Several studies suggest that switching to an antipsychotic with a lower propensity for weight gain may result in weight loss or attenuation of weight gain although any decision to change antipsychotic must balance the risk of relapse of the core psychotic symptoms [65]. Another approach is adjunctive aripiprazole as three randomised controlled trials have shown that adding aripiprazole to either clozapine or olanzapine results in weight loss of just over 2 kg [66].

Screening and Diagnosis of Diabetes in People Taking Antipsychotics

Screening for diabetes is recommended at treatment initiation or when treatment is changed [67,68••,69]. Further testing should be performed 3–4 months later to identify the small number of people who develop diabetes rapidly after starting antipsychotic treatment and annually thereafter. The most convenient test is HbA1c but this may be falsely negative if there is a rapid onset of hyperglycaemia as sometimes happens after beginning antipsychotic treatment. Fasting or random glucose tests are acceptable alternatives. Despite clear guidance and potential benefit, many people taking antipsychotics are not screened regularly and further work is needed to embed this simple measure into routine clinical practice [70, 71]. Many community psychiatric settings do not have the facilities to obtain laboratory blood samples and so point-of-care testing of glucose, and ketones if required, may increase the uptake of screening for diabetes.

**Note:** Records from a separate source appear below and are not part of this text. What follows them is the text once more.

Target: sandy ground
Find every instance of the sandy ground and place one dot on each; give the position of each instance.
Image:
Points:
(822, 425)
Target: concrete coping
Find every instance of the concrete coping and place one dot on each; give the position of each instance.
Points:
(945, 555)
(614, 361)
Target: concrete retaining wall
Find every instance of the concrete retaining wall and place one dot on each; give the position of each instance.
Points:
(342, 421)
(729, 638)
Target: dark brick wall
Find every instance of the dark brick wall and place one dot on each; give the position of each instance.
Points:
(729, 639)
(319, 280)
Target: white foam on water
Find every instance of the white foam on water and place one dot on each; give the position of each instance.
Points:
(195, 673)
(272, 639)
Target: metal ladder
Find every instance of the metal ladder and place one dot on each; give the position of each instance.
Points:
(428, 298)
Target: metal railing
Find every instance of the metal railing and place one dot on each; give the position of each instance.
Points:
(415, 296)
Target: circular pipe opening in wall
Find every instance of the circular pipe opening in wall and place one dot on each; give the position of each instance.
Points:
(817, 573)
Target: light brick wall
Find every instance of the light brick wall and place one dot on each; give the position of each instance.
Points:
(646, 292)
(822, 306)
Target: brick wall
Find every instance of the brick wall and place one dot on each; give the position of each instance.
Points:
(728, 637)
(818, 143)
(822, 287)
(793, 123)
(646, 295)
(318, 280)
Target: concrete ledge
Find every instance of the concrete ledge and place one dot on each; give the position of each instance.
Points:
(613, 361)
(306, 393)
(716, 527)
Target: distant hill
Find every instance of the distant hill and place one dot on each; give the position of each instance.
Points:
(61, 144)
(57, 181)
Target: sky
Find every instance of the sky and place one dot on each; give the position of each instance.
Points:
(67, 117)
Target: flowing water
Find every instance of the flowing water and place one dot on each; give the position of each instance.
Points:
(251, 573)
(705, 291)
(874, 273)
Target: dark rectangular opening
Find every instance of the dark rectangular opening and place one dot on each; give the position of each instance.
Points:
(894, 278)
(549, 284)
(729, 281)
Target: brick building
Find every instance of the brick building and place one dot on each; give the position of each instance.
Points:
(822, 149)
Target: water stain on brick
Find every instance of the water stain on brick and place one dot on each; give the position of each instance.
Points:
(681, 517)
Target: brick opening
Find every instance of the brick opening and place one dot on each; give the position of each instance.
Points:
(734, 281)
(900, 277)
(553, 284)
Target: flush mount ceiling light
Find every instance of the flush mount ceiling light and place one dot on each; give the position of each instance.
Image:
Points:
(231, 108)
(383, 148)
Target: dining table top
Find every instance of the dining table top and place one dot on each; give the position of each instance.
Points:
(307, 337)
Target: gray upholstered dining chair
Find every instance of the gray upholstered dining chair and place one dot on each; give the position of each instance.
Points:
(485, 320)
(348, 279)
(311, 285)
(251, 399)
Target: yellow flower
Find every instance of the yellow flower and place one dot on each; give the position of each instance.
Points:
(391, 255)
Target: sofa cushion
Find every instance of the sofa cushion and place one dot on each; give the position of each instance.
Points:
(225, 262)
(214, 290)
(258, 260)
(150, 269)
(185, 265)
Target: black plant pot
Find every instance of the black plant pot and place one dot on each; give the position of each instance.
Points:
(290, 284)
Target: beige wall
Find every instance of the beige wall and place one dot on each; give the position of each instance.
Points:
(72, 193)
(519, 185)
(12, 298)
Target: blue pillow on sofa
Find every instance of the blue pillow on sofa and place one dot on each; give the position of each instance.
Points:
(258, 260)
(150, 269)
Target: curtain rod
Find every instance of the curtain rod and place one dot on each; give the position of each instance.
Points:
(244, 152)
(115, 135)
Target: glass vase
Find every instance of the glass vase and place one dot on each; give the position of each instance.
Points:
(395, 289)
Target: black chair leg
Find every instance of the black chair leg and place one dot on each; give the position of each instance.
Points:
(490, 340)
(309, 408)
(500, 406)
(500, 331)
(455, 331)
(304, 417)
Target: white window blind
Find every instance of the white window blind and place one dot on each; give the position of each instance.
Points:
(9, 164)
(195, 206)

Management of those with Diabetes

Diabetes should be generally managed in people taking antipsychotics as for the general population. Given the high prevalence of obesity, the use of agents that cause weight loss may some advantages. Although the safety of GLP-1 receptor agonists has been evaluated in three trials in people taking antipsychotics, similar trials have not been undertaken with SGLT2 inhibitors. Although a rare adverse effect, SGLT2 inhibitor treatment may precipitate euglycaemic diabetic ketoacidosis and caution is needed in people taking antipsychotics as these may also induce ketoacidosis. However, this risk should be balanced with the potential cardiovascular benefits of this class of drugs.


Antipsychotics play an essential part of the management of people with severe mental illness; however, this comes at the cost of an increased risk of weight gain and, for a minority, diabetes. Antipsychotics exert their therapeutic effect, predominantly through antagonism of the dopamine D2 receptor; however, many also exert effects at serotonin, histamine and adrenergic receptors. These receptors are also involved with the regulation of body weight and intermediate metabolism, as well as insulin secretion, and may be responsible for the adverse effects of weight gain and diabetes. There is a hierarchy of risk with different antipsychotics that is explained in part by the different patterns of receptor binding.

Antipsychotics reduce hospitalisation and death and so in many situations, these drugs cannot be stopped but measures can be taken to mitigate against the adverse effects including lifestyle or drug interventions to reduce weight gain. If diabetes occurs, this should be diagnosed in a timely manner and managed effectively.